Congratulation on the launch! I definitely see a future in visual scripting, the best candidate I have for my next project is https://luna-park.app/ but I'll be experimenting with FlowCode/Flyde.
What use cases do you target with Flwocode? As I see here it seems general purpose.
Great reference! Even mentioned it on Flyde's launch on HN - https://news.ycombinator.com/item?id=39628575
We imagine 3 use-cases with Flowcode: - Non-developer, but technical roles (IT, Automation experts) using it as a more powerful and flexible alternative to n8n.io/make.com - Technical product managers using Flowcode to integrate AI-based flows into their product and collaborating on them with developers - Experienced developers building LLM-heavy (or any other async/concurrent heavy logic actually) looking to build faster flows
Unrelated to https://www.flowcode.co.uk/
Let me know if you want to try to collaborate.
I'm working on the same idea, but I'm trying to take it several steps further by letting any syntactic programming language be rendered, edited, and run as no-code.
This is a response to my observation that the limit to the growth of these things is that they always have "meh" editors because the editor and the programming language are tightly coupled -- right now if there are ten visual programming languages there are ten different visual programming language editors.

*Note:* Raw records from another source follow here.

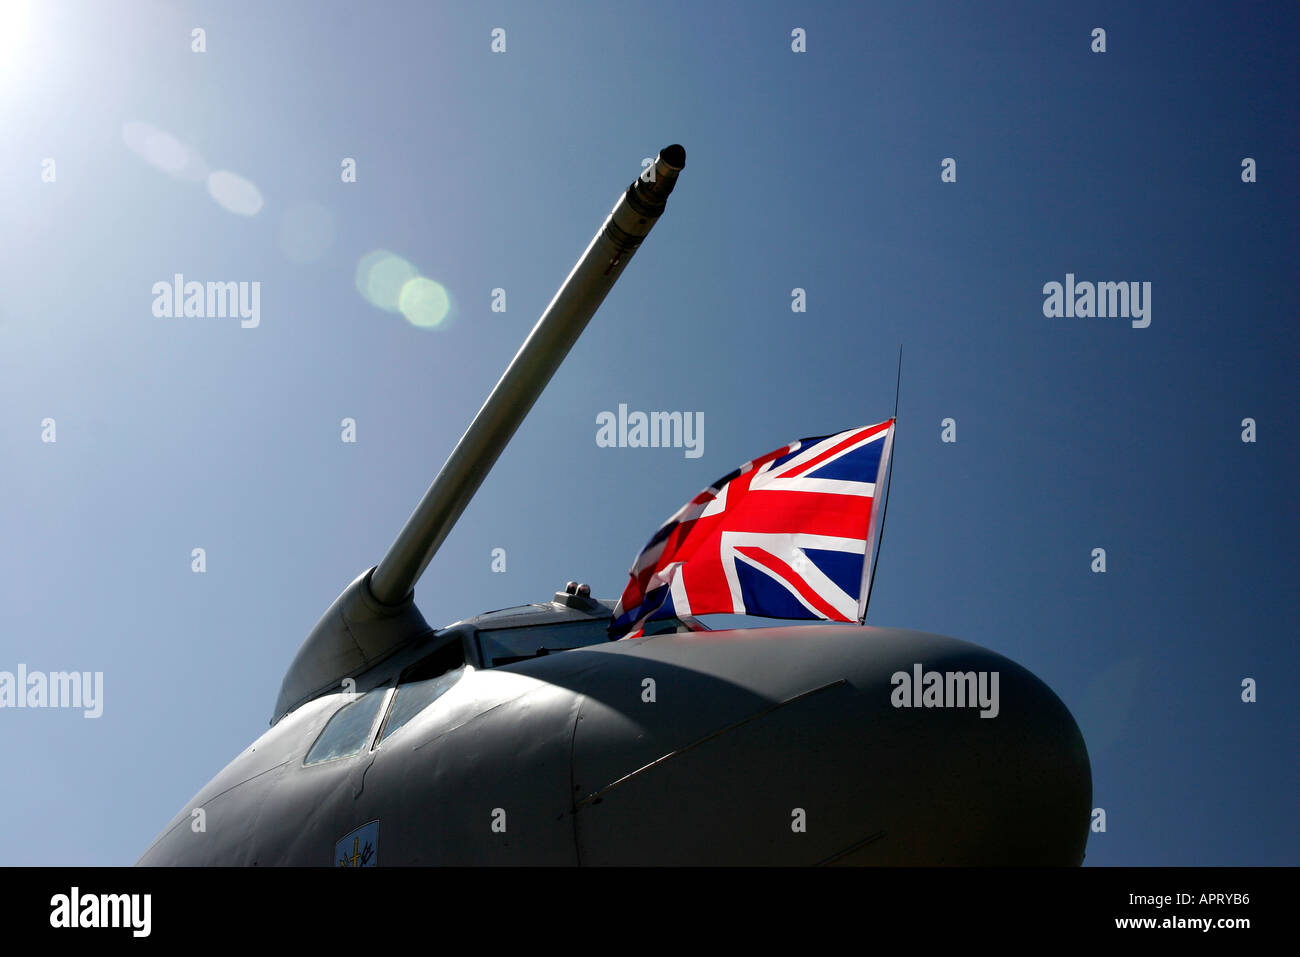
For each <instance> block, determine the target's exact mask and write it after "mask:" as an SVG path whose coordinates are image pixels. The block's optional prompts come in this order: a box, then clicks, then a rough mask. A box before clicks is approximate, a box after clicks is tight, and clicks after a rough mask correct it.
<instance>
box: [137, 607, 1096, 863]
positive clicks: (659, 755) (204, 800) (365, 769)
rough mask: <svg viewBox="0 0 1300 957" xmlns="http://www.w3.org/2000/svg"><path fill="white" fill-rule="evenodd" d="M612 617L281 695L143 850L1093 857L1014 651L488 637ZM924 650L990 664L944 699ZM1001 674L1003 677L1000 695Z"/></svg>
mask: <svg viewBox="0 0 1300 957" xmlns="http://www.w3.org/2000/svg"><path fill="white" fill-rule="evenodd" d="M556 598H558V599H559V598H562V596H556ZM607 620H608V605H607V603H597V602H591V603H590V607H589V609H588V610H577V609H573V607H567V606H565V605H563V603H560V601H556V602H551V603H543V605H532V606H523V607H520V609H512V610H506V611H502V612H493V614H491V615H484V616H480V618H478V619H471V620H468V622H464V623H459V624H456V625H451V627H448V628H445V629H441V631H437V632H429V633H428V635H425V636H424V637H421V638H420V640H416V641H413V642H412V644H411V645H409V646H408V648H406V649H403V650H402V651H399V653H396V654H394V655H391V657H390V658H389V659H386V661H385V662H382V663H381V664H378V666H376V667H373V668H372V670H369V671H367V672H364V674H361V675H360V676H357V679H356V680H355V689H352V688H351V687H350V688H348V690H346V692H344V690H342V689H341V690H339V692H337V693H330V694H322V696H320V697H316V698H313V700H311V701H308V702H307V703H303V705H300V706H298V707H296V709H295V710H292V711H290V713H289V714H286V715H283V716H282V718H281V719H279V720H278V722H277V723H276V724H274V726H273V727H272V728H270V729H269V731H268V732H266V733H265V735H263V736H261V737H260V739H259V740H257V741H255V742H253V744H252V745H251V746H250V748H248V749H247V750H244V752H243V753H242V754H239V757H237V758H235V759H234V761H231V762H230V765H229V766H226V768H225V770H224V771H221V774H218V775H217V776H216V778H214V779H213V780H212V781H211V783H209V784H208V785H207V787H205V788H203V789H201V791H200V792H199V793H198V794H196V796H195V797H194V800H192V801H191V802H190V804H188V805H186V807H185V809H183V810H182V811H181V813H179V814H178V815H177V817H175V818H174V819H173V822H172V823H170V824H169V826H168V827H166V828H165V830H164V832H162V833H161V835H160V836H159V837H157V840H156V841H155V843H153V844H152V846H149V849H148V850H147V852H146V853H144V856H143V857H142V858H140V861H139V863H142V865H308V866H333V865H339V863H350V862H352V863H355V862H356V856H355V854H354V856H352V858H351V861H350V859H348V853H347V852H348V849H350V848H351V846H352V845H347V846H344V848H343V853H342V854H339V853H338V848H337V845H338V843H339V841H341V840H342V839H344V837H346V836H348V835H350V833H351V832H354V831H356V830H357V828H361V827H363V826H367V824H370V823H372V822H378V824H377V830H372V831H370V833H372V835H374V836H376V846H374V848H373V849H372V850H373V853H372V857H370V859H369V861H368V862H369V863H378V865H816V863H854V865H1078V863H1080V862H1082V859H1083V854H1084V845H1086V841H1087V835H1088V827H1089V810H1091V800H1092V781H1091V771H1089V765H1088V755H1087V750H1086V748H1084V742H1083V739H1082V736H1080V733H1079V729H1078V727H1076V726H1075V722H1074V719H1073V718H1071V716H1070V714H1069V711H1067V710H1066V707H1065V706H1063V705H1062V703H1061V701H1060V700H1058V698H1057V697H1056V694H1053V692H1052V690H1050V689H1049V688H1048V687H1047V685H1044V684H1043V683H1041V681H1040V680H1039V679H1036V677H1035V676H1034V675H1032V674H1030V672H1028V671H1026V670H1024V668H1022V667H1021V666H1018V664H1015V663H1014V662H1011V661H1009V659H1006V658H1004V657H1001V655H998V654H995V653H992V651H989V650H985V649H983V648H979V646H976V645H971V644H969V642H963V641H957V640H954V638H949V637H943V636H937V635H927V633H923V632H913V631H901V629H892V628H872V627H861V625H855V624H850V625H831V624H814V625H789V627H771V628H753V629H737V631H716V632H712V631H695V632H682V633H668V635H658V636H653V637H643V638H632V640H621V641H603V640H599V641H595V642H594V644H589V645H585V646H580V648H573V649H569V650H560V651H551V653H542V654H539V655H536V657H525V658H523V659H521V661H513V662H511V663H504V664H494V662H493V661H491V659H490V658H489V657H487V653H486V651H485V642H484V636H490V635H498V633H503V635H504V633H508V635H511V636H515V637H519V636H528V640H526V641H524V645H526V646H529V648H532V646H533V645H536V649H534V650H541V649H543V648H546V646H547V635H549V633H550V632H551V631H555V629H558V628H569V629H571V631H572V628H573V627H575V623H578V624H581V623H582V622H588V623H589V624H588V625H586V627H590V628H591V629H593V631H598V629H603V624H604V623H606V622H607ZM562 644H563V642H562ZM448 654H450V655H451V657H452V658H451V659H448V658H447V655H448ZM458 655H460V657H463V658H464V666H465V667H464V668H463V670H461V671H459V672H456V675H459V677H458V680H450V681H448V683H450V687H448V688H447V689H446V690H445V692H443V693H442V694H441V697H437V698H435V700H433V701H432V702H430V703H429V705H428V706H426V707H424V709H422V710H421V711H419V714H416V715H415V716H413V718H411V719H409V720H407V723H406V724H404V726H403V727H400V728H399V729H398V731H395V732H391V733H390V735H389V736H387V737H385V739H383V740H382V741H380V740H377V739H378V736H380V733H381V729H382V727H383V724H385V722H386V716H385V715H386V714H387V713H389V711H390V710H391V709H393V697H394V693H393V688H394V684H395V683H398V681H399V679H400V676H402V675H403V674H412V671H411V670H412V667H419V662H420V661H421V659H439V661H441V662H442V664H439V666H438V667H442V666H445V664H447V663H455V662H454V659H455V658H456V657H458ZM485 658H486V661H485ZM493 664H494V666H493ZM487 666H491V667H487ZM918 666H919V667H920V672H919V674H922V675H924V674H927V672H935V674H937V675H940V676H944V675H949V674H954V675H959V676H965V675H969V674H974V675H975V676H976V677H975V680H974V681H971V680H970V679H963V677H959V679H958V680H957V681H956V683H953V681H952V680H949V681H948V683H946V685H945V687H941V688H939V689H937V690H936V688H935V687H933V683H930V684H931V688H930V692H931V696H930V705H928V706H927V705H926V703H923V694H922V689H920V688H915V689H913V688H902V684H904V683H902V680H901V679H900V677H898V676H900V675H907V676H909V679H910V677H911V676H914V675H917V674H918V672H917V667H918ZM982 672H983V674H984V675H985V676H989V675H992V674H993V672H996V674H997V676H998V677H997V684H996V685H993V684H992V681H991V680H988V681H985V684H984V685H983V688H984V690H995V692H996V694H995V696H992V697H993V698H995V700H996V701H995V702H989V701H988V696H985V703H984V705H983V706H982V705H980V701H979V700H978V698H979V696H978V692H976V688H979V687H980V685H979V679H978V676H979V675H980V674H982ZM454 677H455V675H454ZM923 684H924V681H923ZM954 684H956V688H957V690H962V689H966V690H967V692H969V693H967V694H966V696H965V698H966V701H965V703H961V702H958V701H956V700H954V697H953V694H952V690H953V685H954ZM367 692H373V693H376V694H380V696H382V697H381V698H378V700H377V701H380V702H381V705H380V706H378V709H377V710H376V716H374V718H373V720H372V722H370V726H369V728H368V729H367V731H365V742H364V746H363V748H361V749H360V750H359V752H357V753H355V754H350V755H347V757H338V758H334V759H330V761H324V762H320V763H312V765H307V763H304V761H305V758H307V755H308V752H309V749H312V748H313V742H316V741H317V737H318V736H320V735H321V731H322V728H324V727H325V724H326V722H329V719H330V718H331V716H333V715H335V714H338V713H339V711H341V709H343V707H344V706H346V703H347V702H348V701H359V700H360V698H361V697H364V696H365V693H367ZM904 692H906V694H904ZM917 705H920V706H917ZM982 715H983V716H982ZM196 810H199V811H201V813H200V814H195V811H196ZM200 819H201V822H203V824H201V828H200V827H199V826H198V823H196V822H199V820H200Z"/></svg>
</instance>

This is probably the biggest reason these tools don't catch on professionally: you can't learn the editor tool and take that skill with you to a new language/project as you can with a text editor and syntactic languages. Fortunately this is the problem I have solved.
Reminds me a little of Node-Red, for me coding is just easier than connecting boxes but it would be cool if someone cracked the visual programming route.
Just to let you know, the name conflicts with Matrix TSL's Flowcode[0], which is for simpler embedded programming.
[0]: https://www.flowcode.co.uk
I remembered Flyde : looks interesting, will definitely try.
Wow, I used to hate myself, but I hate this even more! /j.
Jokes aside, congrats on the release! why choice of DOM for nodes instead of canvas?
Haha, thanks!
As for the DOM nodes - as a React frontend developer by trade, the DOM was my first choice for simplicity when I started working on Flyde a few years ago.
I was sure I’d eventually need to switch to Canvas or WebGL, but surprisingly, the DOM has held up pretty well. It’s been performant enough to render complex flows smoothly, and being able to leverage the existing React ecosystem has been a huge advantage.